La Lune, gravitant autour de la Terre, obéit aux lois de Kepler, ou, ce qui est la même chose, aux lois de l’attraction mutuelle de deux corps ; s’il n’y avait pas d’autre force pour agir sur notre satellite, les principes de mécanique développés par Newton dans les Principes de la philosophie naturelle, rendraient compte de tous ses mouvements.

Mettons maintenant en action une seconde force : tenons compte de l’attraction que le Soleil exerce sur la Lune ; au lieu de deux corps enfin, prenons-en trois, l’ellipse keplérienne ne donnera plus qu’une idée grossière du mouvement de notre satellite. Ici l’attraction du Soleil tendra à augmenter les dimensions de l’orbite lunaire, et les augmentera réellement ; là, au contraire, elle les diminuera. En certains points, la force solaire agira dans le sens même où l’astre se déplace, et le mouvement deviendra plus rapide ; ailleurs, l’effet sera inverse. En un mot, par l’introduction d’un troisième corps attractif, la plus grande complication, toutes les apparences du désordre succéderont à une marche simple, régulière, sur laquelle l’esprit se reposait avec complaisance.

Si Newton donna une solution complète de la question des mouvements célestes dans le cas de deux astres qui s’attirent l’un l’autre, il n’aborda même pas analytiquement le problème, infiniment plus difficile, des trois corps. Le problème des trois corps, c’est le nom sous lequel il est devenu célèbre, le problème de déterminer la marche d’un astre soumis à l’action attractive de deux autres astres, a été résolu pour la première fois par notre compatriote Clairaut.

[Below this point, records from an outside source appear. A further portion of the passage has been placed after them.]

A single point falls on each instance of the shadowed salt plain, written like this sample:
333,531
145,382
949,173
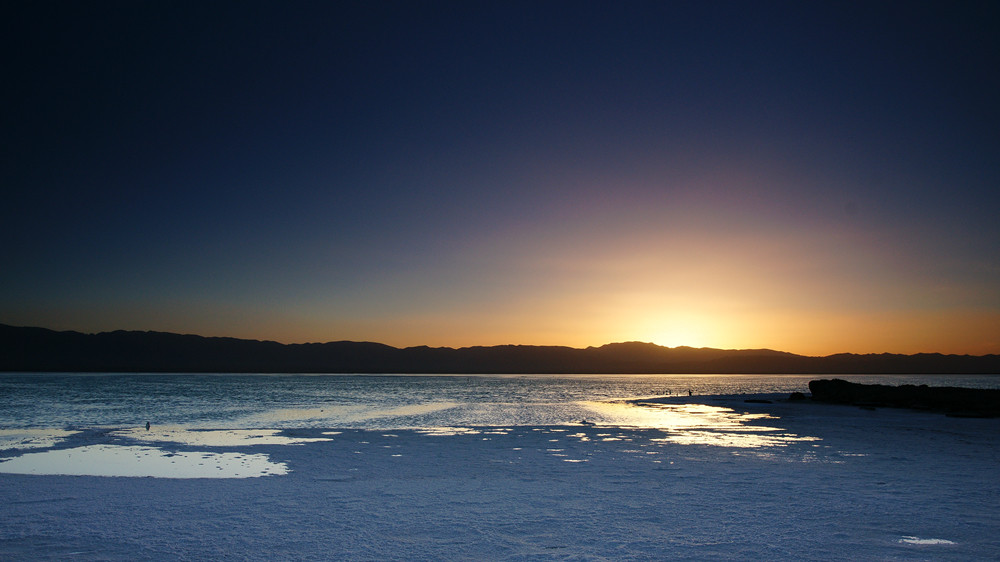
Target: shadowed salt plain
700,478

De cette solution datent les progrès qui ont été faits vers le perfectionnement de plus en plus complet des tables de la Lune, perfectionnement que Laplace, avec une sagacité sans pareille, avec une persévérance sans limite, rendit extrême. Les tables de la Lune fournissent pour une époque quelconque les positions de notre satellite et permettent de résoudre avec tant d’exactitude tous les problèmes de l’astronomie nautique, que l’on doit regarder Laplace comme un des bienfaiteurs de l’humanité, pour avoir donné le moyen de rendre certaines et rapides, par les éphémérides lunaires, les communications maritimes.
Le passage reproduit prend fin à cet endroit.